Bhagawati Mrinalini, Paul Sudip, Mantella Laura, Johri Amer M, Laird John R, Singh Inder M, Singh Rajesh, Garg Deepak, Fouda Mostafa M, Khanna Narendra N, Cau Riccardo, Abraham Ajith, Al-Maini Mostafa, Isenovic Esma R, Sharma Aditya M, Fernandes Jose Fernandes E, Chaturvedi Seemant, Karla Mannudeep K, Nicolaides Andrew, Saba Luca, Suri Jasjit S
Department of Biomedical Engineering, North-Eastern Hill University, Shillong, India.
Division of Cardiology, Department of Medicine, University of Toronto, Toronto, Canada.
Int J Cardiovasc Imaging. 2024 Jun;40(6):1283-1303. doi: 10.1007/s10554-024-03100-3. Epub 2024 Apr 28.
The quantification of carotid plaque has been routinely used to predict cardiovascular risk in cardiovascular disease (CVD) and coronary artery disease (CAD). To determine how well carotid plaque features predict the likelihood of CAD and cardiovascular (CV) events using deep learning (DL) and compare against the machine learning (ML) paradigm. The participants in this study consisted of 459 individuals who had undergone coronary angiography, contrast-enhanced ultrasonography, and focused carotid B-mode ultrasound. Each patient was tracked for thirty days. The measurements on these patients consisted of maximum plaque height (MPH), total plaque area (TPA), carotid intima-media thickness (cIMT), and intraplaque neovascularization (IPN). CAD risk and CV event stratification were performed by applying eight types of DL-based models. Univariate and multivariate analysis was also conducted to predict the most significant risk predictors. The DL's model effectiveness was evaluated by the area-under-the-curve measurement while the CV event prediction was evaluated using the Cox proportional hazard model (CPHM) and compared against the DL-based concordance index (c-index). IPN showed a substantial ability to predict CV events (p < 0.0001). The best DL system improved by 21% (0.929 vs. 0.762) over the best ML system. DL-based CV event prediction showed a ~ 17% increase in DL-based c-index compared to the CPHM (0.86 vs. 0.73). CAD and CV incidents were linked to IPN and carotid imaging characteristics. For survival analysis and CAD prediction, the DL-based system performs superior to ML-based models.
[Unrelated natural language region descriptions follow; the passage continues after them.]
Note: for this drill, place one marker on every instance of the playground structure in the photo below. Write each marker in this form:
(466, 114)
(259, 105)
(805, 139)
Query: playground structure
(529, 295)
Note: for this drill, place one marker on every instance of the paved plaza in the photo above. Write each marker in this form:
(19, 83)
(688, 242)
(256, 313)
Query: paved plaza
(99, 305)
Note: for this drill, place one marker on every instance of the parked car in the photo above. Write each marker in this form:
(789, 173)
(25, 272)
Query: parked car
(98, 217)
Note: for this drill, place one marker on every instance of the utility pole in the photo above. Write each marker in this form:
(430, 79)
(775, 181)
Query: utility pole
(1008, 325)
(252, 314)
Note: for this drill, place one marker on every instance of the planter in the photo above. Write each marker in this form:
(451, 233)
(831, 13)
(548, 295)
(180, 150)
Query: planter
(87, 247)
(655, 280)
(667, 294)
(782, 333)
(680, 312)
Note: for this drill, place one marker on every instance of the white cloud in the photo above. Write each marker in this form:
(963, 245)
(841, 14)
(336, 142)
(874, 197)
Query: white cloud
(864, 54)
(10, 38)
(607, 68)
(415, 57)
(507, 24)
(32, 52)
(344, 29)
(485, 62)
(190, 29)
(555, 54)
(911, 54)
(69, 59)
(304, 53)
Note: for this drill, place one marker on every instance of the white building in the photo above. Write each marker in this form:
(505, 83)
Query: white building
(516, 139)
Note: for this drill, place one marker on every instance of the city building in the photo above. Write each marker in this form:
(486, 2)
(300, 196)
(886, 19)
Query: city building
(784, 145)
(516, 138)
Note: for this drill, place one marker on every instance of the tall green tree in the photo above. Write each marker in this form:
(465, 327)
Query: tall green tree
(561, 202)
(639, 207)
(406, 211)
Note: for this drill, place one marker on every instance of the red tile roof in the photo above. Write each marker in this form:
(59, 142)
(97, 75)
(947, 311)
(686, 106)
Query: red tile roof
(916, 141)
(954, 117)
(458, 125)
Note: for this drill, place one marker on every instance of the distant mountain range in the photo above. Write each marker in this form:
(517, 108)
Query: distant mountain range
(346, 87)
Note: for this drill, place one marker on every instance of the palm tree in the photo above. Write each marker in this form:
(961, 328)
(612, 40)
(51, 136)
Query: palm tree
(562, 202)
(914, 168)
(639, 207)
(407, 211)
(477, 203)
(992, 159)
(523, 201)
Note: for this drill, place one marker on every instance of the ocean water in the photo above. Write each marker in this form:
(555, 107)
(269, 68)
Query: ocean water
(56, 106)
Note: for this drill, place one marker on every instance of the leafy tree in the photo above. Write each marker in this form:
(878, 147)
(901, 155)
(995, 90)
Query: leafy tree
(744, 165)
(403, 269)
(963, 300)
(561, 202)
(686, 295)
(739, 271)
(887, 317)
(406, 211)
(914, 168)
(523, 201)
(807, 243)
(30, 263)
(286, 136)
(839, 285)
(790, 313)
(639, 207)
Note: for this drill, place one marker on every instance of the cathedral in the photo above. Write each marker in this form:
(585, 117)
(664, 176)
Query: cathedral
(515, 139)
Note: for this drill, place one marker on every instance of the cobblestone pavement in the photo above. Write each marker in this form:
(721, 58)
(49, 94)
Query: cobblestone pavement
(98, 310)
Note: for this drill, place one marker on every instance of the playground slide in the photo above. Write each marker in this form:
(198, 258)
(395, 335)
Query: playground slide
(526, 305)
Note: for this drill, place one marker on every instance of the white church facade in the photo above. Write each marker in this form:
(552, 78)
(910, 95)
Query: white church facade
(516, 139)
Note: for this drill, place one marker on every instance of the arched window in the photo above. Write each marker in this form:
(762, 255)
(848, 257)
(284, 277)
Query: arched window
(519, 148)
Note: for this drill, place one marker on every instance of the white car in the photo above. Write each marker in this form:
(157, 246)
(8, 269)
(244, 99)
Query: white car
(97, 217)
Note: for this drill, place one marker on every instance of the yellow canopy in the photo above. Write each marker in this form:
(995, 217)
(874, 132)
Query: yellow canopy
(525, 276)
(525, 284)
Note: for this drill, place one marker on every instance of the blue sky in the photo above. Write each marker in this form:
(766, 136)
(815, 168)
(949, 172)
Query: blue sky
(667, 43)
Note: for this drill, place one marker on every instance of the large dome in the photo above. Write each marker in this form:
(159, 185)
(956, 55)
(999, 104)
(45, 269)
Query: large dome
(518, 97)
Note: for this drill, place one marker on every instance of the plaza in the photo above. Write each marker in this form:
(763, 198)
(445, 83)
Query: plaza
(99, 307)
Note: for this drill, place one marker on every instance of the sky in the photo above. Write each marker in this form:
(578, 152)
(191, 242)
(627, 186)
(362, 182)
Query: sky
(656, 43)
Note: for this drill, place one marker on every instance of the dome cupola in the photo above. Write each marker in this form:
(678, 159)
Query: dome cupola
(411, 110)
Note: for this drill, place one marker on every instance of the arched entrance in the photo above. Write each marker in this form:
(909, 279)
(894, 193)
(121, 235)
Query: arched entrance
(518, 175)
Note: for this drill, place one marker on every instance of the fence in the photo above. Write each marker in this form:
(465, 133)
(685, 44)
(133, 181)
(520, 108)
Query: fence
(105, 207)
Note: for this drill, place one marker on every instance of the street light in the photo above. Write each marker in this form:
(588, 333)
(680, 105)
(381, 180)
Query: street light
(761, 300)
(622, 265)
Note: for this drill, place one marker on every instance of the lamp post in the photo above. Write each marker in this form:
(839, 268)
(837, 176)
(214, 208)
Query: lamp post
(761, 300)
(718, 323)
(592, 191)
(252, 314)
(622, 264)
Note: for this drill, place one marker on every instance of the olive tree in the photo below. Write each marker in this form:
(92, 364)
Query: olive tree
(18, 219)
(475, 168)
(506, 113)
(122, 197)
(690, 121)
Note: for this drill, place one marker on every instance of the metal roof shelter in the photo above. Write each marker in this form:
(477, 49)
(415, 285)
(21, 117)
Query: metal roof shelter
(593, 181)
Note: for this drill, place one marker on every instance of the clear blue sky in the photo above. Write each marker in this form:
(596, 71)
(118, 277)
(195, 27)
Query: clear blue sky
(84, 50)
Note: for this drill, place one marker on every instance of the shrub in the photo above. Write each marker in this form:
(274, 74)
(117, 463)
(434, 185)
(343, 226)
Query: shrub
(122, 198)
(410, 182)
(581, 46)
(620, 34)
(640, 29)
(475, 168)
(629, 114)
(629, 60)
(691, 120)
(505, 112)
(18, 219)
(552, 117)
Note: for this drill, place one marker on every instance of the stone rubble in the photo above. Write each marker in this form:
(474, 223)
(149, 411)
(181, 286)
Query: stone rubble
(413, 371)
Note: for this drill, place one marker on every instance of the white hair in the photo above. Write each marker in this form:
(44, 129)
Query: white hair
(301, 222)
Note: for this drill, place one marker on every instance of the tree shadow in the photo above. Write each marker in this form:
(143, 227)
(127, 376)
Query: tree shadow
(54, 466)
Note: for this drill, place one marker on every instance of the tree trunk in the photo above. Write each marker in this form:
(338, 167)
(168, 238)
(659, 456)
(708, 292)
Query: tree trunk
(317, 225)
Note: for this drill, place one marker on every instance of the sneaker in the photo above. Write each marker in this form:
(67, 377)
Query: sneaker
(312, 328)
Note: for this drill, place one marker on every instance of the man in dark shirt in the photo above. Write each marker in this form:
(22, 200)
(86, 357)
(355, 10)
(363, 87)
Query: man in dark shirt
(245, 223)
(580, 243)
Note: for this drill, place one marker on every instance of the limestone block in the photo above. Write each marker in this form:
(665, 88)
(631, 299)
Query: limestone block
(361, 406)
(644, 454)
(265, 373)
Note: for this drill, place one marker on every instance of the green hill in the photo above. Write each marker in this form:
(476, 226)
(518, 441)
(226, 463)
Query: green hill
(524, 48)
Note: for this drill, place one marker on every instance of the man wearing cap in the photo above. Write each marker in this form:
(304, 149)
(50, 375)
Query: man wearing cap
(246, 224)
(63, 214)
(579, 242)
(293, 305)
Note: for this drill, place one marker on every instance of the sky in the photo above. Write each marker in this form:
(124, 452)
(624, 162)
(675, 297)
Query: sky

颈动脉斑块的量化已被常规用于预测心血管疾病(CVD)和冠状动脉疾病(CAD)中的心血管风险。为了确定颈动脉斑块特征如何利用深度学习(DL)预测CAD和心血管(CV)事件的可能性,并与机器学习(ML)范式进行比较。本研究的参与者包括459名接受过冠状动脉造影、对比增强超声检查和聚焦颈动脉B模式超声检查的个体。对每位患者进行了30天的跟踪。对这些患者的测量包括最大斑块高度(MPH)、总斑块面积(TPA)、颈动脉内膜中层厚度(cIMT)和斑块内新生血管形成(IPN)。通过应用八种基于DL的模型进行CAD风险和CV事件分层。还进行了单变量和多变量分析以预测最显著的风险预测因素。DL模型的有效性通过曲线下面积测量进行评估,而CV事件预测则使用Cox比例风险模型(CPHM)进行评估,并与基于DL的一致性指数(c-index)进行比较。IPN显示出预测CV事件的强大能力(p < 0.0001)。最佳的DL系统比最佳的ML系统提高了21%(0.929对0.762)。与CPHM相比,基于DL的CV事件预测显示基于DL的c-index增加了约17%(0.86对0.73)。CAD和CV事件与IPN及颈动脉成像特征相关。对于生存分析和CAD预测,基于DL的系统比基于ML的模型表现更优。